Sunday, April 24, 2011

Easter Sunday pavlova

I have been making pavlova since I was about 12.  My mother was a good pavlova cook and her sister still is today. Whenever I am asked to make a sweet I often make a pavlova as I can almost make it with my eyes shut. I don't have to consult a recipe and they always seems to work out.

Up until recently I followed my mother's recipe which was essentially egg whites, caster sugar and a few drops of vanilla.  Yesterday I made Stephanie Alexander's recipe which is pretty much the same  as Mum's but includes two teaspoons of corn flour and a couple of drops of white wine vinegar.  It tastes pretty much the same but the addition of the small amount of corn flour possibly makes the meringue slightly more crispy.

For a long time we Australians claimed the pavlova as one of our national dishes but in recent years it was discovered that the pav was first made in New Zealand.  It's a great gluten-free desert.

Yesterday when my brother's family came over for Easter Sunday late lunch/early dinner I made a pav. When it came time to decorate the big meringue I had two excellent helpers in my nieces Eimear and Orla. After spreading the cream across the top (leaving a small section cream-less as Eimear does not like cream) we added sliced strawberries. The girls decided a bit of broken up Easter egg (Cadbury's gluten-free) would be a nice addition, with little Easter eggs around the edge for decoration. Normally I would also add some passionfruit but I forgot to buy some. Sliced banana also goes well, as does kiwi fruit. Just like Stephanie Alexander I always turn the crisp baked shell upside down. As Stephanie says, "this way the marshmallow middle melds with the cream and the sides and base stay crisp." Here is Stephanie's recipe:

Stephanie Alexander's pavlova

Ingredients: 4 egg whites at room temperature (add more egg white if you need to make a larger pav). pinch of salt, 250g caster sugar (add a tablespoon more for each extra egg white), 2 teaspoons cornflour, 1 teaspoon white white vinegar, a few drops of pure vanilla, 300 ml cream, firmly whipped pulp of 10 passionfruit.

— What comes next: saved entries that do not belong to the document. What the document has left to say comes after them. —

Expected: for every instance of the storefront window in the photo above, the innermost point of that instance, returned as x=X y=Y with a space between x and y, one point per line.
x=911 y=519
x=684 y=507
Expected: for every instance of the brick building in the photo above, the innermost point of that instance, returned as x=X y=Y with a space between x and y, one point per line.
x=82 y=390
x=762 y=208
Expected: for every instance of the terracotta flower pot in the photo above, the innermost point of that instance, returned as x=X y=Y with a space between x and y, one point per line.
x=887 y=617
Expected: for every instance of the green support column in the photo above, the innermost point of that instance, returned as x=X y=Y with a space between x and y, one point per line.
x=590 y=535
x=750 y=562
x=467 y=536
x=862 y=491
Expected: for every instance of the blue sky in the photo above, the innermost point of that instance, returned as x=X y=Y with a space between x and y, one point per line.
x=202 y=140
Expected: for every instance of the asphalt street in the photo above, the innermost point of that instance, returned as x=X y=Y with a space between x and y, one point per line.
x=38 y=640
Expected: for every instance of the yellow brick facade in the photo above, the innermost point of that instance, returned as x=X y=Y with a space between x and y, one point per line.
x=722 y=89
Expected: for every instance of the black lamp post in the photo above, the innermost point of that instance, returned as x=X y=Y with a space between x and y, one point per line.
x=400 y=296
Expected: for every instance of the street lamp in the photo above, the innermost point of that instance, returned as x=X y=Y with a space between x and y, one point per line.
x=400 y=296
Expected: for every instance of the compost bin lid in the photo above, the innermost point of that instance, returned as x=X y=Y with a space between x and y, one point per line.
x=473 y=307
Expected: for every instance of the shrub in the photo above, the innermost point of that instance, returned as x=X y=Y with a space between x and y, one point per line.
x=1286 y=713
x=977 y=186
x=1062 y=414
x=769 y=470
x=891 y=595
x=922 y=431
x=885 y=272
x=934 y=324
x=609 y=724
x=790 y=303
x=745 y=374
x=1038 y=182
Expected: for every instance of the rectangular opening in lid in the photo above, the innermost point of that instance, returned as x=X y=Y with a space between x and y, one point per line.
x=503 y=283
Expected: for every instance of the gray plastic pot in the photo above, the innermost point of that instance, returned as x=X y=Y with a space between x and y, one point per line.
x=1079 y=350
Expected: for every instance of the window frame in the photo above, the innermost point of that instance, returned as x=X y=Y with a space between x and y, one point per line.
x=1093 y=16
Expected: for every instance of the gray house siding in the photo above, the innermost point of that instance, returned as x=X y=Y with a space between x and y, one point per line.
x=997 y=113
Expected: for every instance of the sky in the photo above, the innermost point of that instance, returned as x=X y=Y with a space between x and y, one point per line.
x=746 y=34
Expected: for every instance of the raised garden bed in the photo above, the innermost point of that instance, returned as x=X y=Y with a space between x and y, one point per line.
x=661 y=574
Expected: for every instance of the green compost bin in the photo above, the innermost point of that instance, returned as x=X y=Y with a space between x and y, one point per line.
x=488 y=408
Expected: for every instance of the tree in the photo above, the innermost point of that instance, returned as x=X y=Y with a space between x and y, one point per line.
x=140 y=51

Method: Preheat oven to 180 C. Line a baking tray with baking paper and draw a 20 cm circle on the paper. Beat egg whites and salt until satiny peaks form. Beat in sugar, a third at a time, until meringue is stiff and shiny. Sprinkle over cornflour, vinegar and vanilla and fold in lightly. Mound onto paper-lined baking tray within circle, flattening top and smoothing sides. Place in oven, immediately reduce heat to 150C and cook for 30 minutes. Reduce further to 120C and cook for 45 minutes. Turn off oven and leave pavlova in it to cool completely. Invert pavlova onto a platter, pile on cream and spoon over passionfruit pulp.


  1. This is the first time I have seen it written / acknowledged that the pav was made first in New Zealand :-)
    Your pav looks beautiful. From a Kiwi.

  2. Thanks Kiwi - I made another one today with banana and passionfruit on top. The pav is probably a bit like us claiming a few famous musicians as Australians when they are really from NZ!